SanDisk Extreme SSDs keep abruptly failing–firmware fix for only some promised

[+] bb88|2 years ago|reply

I'm thinking maybe the Gamer's Nexus approach might work well here, where they buy failed hardware to do an autopsy on it -- and then publish the results of it on youtube as they recently have done for the ASUS high end motherboards that cook the AMD chips.

It allows the the media companies access to the failed hardware to do their own autopsy on it, and it saves the users from needing to go through a painful RMA process, complicated by companies not willing to admit fault.

[+] mey|2 years ago|reply

Side note, it wasn't just ASUS motherboards. Just ASUS had their additional issues and poor response.

[+] whitemary|2 years ago|reply

The "high end" PC parts market comprises such a horrendous pit of garbage.

The only way to know if anything even works to begin with is to read all (poorly written) manuals front to back taking notes, then procure the rest of the parts and rigorously test them yourself within all of their 30 day return windows. And even then you're virtually guaranteed to miss some glaring issue.

Just last week, an obscure forum post from someone who already went through the tech support/RMA gamut saved me from wasting a month + $5K on a build with a motherboard that doesn't support sleep mode, which the manufacturer ASRock doesn't mention anywhere.

[+] miahi|2 years ago|reply

Yeah, the sleep is a mess with new hardware (and MS also does not help, with the new OS sleep). I have a "creator"-targeted MB from Gigabyte and it does sleep, but if it wakes up immediately after I put it to sleep (because of a mouse move), it does a series of 7-8 BIOS initalizations/restarts and it resets the full BIOS in the process.

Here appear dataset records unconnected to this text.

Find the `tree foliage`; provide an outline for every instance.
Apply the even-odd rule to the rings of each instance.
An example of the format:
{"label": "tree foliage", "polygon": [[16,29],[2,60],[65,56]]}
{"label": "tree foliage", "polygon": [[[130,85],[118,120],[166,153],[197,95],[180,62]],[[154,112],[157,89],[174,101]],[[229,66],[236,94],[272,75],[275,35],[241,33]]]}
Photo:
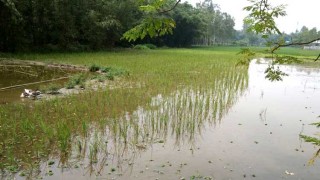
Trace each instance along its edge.
{"label": "tree foliage", "polygon": [[[175,21],[167,15],[181,0],[140,0],[140,10],[144,13],[141,22],[124,33],[123,38],[128,41],[163,36],[173,32]],[[170,6],[172,6],[170,8]]]}
{"label": "tree foliage", "polygon": [[1,0],[0,51],[113,46],[140,14],[135,0]]}
{"label": "tree foliage", "polygon": [[203,22],[201,12],[191,6],[183,3],[170,12],[170,16],[176,23],[172,34],[167,34],[159,38],[167,46],[185,47],[190,46],[196,38],[202,34]]}
{"label": "tree foliage", "polygon": [[[251,2],[250,6],[244,7],[245,11],[249,12],[249,15],[245,18],[244,22],[248,25],[248,31],[254,32],[256,34],[261,34],[262,38],[266,39],[267,45],[270,46],[270,52],[272,53],[272,57],[274,56],[276,50],[281,47],[287,46],[295,46],[295,45],[305,45],[320,40],[320,37],[317,35],[316,29],[313,30],[313,35],[310,37],[312,40],[305,42],[287,42],[285,40],[285,36],[281,33],[275,23],[275,19],[279,16],[285,16],[285,6],[279,5],[273,7],[268,0],[248,0]],[[302,29],[302,32],[306,32],[307,30]],[[278,34],[279,37],[275,41],[270,41],[268,38],[272,34]],[[318,37],[317,37],[318,36]],[[318,56],[318,58],[320,55]],[[318,59],[317,58],[317,59]],[[286,76],[286,73],[283,73],[278,67],[275,65],[279,62],[283,62],[286,59],[292,58],[284,58],[282,61],[273,61],[272,64],[266,69],[265,74],[266,78],[271,81],[282,80],[283,76]]]}
{"label": "tree foliage", "polygon": [[245,11],[250,14],[244,19],[246,24],[249,24],[249,31],[260,33],[263,37],[268,37],[272,33],[281,34],[275,23],[275,18],[285,16],[285,6],[273,7],[268,0],[248,0],[252,4],[244,7]]}
{"label": "tree foliage", "polygon": [[0,0],[0,51],[83,51],[144,41],[181,47],[232,39],[232,17],[212,0],[198,7],[180,1]]}

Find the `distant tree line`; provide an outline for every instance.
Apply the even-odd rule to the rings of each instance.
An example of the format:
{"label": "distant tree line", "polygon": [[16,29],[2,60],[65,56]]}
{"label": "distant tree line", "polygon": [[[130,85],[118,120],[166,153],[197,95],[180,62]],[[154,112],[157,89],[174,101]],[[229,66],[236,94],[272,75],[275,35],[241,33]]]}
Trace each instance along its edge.
{"label": "distant tree line", "polygon": [[[0,0],[0,51],[96,50],[130,46],[123,33],[144,18],[146,0]],[[212,0],[196,7],[180,3],[164,16],[172,34],[135,43],[174,47],[211,45],[235,37],[234,20]]]}
{"label": "distant tree line", "polygon": [[0,50],[115,46],[141,17],[135,0],[0,0]]}
{"label": "distant tree line", "polygon": [[320,29],[317,28],[308,29],[306,26],[303,26],[300,31],[296,31],[290,34],[290,40],[293,42],[308,42],[313,39],[320,37]]}
{"label": "distant tree line", "polygon": [[236,32],[235,44],[242,46],[265,46],[268,42],[277,42],[282,39],[284,43],[299,43],[299,42],[309,42],[313,39],[320,37],[320,30],[317,28],[308,29],[303,26],[300,30],[296,30],[293,33],[282,33],[270,34],[269,38],[262,38],[261,34],[256,34],[253,32],[248,32],[248,26],[243,25],[243,29]]}

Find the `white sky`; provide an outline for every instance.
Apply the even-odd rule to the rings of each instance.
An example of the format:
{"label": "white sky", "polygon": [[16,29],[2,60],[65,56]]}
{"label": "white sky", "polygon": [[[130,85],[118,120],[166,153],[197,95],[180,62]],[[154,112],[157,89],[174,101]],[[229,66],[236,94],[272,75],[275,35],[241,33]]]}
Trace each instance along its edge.
{"label": "white sky", "polygon": [[[195,5],[201,0],[184,0]],[[242,29],[243,18],[247,15],[243,7],[248,5],[247,0],[213,0],[219,4],[221,11],[227,12],[235,19],[235,29]],[[302,26],[309,29],[316,27],[320,30],[320,0],[270,0],[273,5],[286,4],[287,16],[276,22],[281,31],[286,33],[300,30]]]}

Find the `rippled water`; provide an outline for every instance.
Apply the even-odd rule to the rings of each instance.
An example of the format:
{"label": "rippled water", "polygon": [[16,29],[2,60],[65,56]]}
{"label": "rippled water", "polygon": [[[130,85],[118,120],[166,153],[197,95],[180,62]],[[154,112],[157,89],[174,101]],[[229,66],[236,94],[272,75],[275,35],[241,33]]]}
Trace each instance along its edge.
{"label": "rippled water", "polygon": [[270,82],[266,67],[254,60],[248,79],[230,72],[210,87],[158,94],[103,131],[75,136],[67,160],[51,155],[35,172],[45,179],[319,179],[320,159],[308,165],[319,147],[299,134],[319,132],[309,124],[320,121],[320,70],[281,66],[289,76]]}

[+] userbinator|2 years ago|reply

This is the result of an industry optimising for profit and not longevity. That's why SLC NAND has become almost extinct and priced beyond reason. I don't care how fast or large a storage device is if isn't reliable.

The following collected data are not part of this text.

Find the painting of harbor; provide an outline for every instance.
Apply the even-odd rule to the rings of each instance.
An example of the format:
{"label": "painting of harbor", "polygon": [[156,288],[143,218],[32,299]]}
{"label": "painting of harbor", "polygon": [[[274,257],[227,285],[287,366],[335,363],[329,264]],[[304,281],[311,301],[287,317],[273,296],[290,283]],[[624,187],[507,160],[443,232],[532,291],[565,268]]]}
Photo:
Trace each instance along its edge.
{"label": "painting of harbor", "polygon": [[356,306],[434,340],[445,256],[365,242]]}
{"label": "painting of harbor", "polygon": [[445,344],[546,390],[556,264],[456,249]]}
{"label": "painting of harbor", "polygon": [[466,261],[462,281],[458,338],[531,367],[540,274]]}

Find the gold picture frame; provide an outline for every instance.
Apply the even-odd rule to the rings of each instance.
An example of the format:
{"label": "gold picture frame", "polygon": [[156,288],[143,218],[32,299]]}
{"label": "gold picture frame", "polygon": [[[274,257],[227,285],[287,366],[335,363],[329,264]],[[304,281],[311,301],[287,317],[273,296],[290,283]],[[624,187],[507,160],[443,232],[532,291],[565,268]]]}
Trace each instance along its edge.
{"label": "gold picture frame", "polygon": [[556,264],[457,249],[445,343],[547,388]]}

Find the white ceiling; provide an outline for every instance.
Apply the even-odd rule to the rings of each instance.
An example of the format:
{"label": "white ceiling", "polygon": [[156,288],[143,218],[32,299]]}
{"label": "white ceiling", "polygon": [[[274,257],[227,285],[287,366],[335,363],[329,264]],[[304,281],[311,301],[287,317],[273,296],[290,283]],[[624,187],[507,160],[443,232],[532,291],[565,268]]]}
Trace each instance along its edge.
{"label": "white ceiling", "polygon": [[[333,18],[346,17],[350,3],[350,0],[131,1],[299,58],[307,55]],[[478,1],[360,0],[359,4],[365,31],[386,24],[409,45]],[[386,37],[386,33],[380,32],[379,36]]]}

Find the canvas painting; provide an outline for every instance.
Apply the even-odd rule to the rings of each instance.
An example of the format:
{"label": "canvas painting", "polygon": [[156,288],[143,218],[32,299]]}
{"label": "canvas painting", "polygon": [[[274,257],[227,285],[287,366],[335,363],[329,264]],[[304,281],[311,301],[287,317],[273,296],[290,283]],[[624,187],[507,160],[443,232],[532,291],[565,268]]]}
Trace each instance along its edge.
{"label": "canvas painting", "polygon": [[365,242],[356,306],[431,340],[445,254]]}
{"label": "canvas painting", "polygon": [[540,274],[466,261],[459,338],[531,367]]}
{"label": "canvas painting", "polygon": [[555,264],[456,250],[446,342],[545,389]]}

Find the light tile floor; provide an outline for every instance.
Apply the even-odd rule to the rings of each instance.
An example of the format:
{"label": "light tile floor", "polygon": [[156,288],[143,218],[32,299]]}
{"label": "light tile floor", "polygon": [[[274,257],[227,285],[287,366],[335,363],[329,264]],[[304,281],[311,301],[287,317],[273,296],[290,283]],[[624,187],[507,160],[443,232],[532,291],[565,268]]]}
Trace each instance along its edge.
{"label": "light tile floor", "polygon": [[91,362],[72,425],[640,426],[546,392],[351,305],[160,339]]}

[+] tpolzer|2 years ago|reply

There are SSDs on the market that use all of their TLC flash as SLC cache, so you can almost use them as SLC drives if you partition them to leave 2/3 empty.

Eg the ADATA XPG SX8200. Look for whole drive fill speed benchmarks, if they use the whole drive as cache, the first third is fast (usually the SLC area is much smaller).

[+] Seattle3503|2 years ago|reply

Is there the equivalent of Backblaze's HD stats for SSDs?

[+] wmf|2 years ago|reply

I don't think longevity or flash has anything to do with it. Consumer devices of any type just can't afford reliable firmware.

[+] scns|2 years ago|reply

Micron showed a pseudo SLC drive.

https://www.anandtech.com/show/18863/micron-updates-data-cen...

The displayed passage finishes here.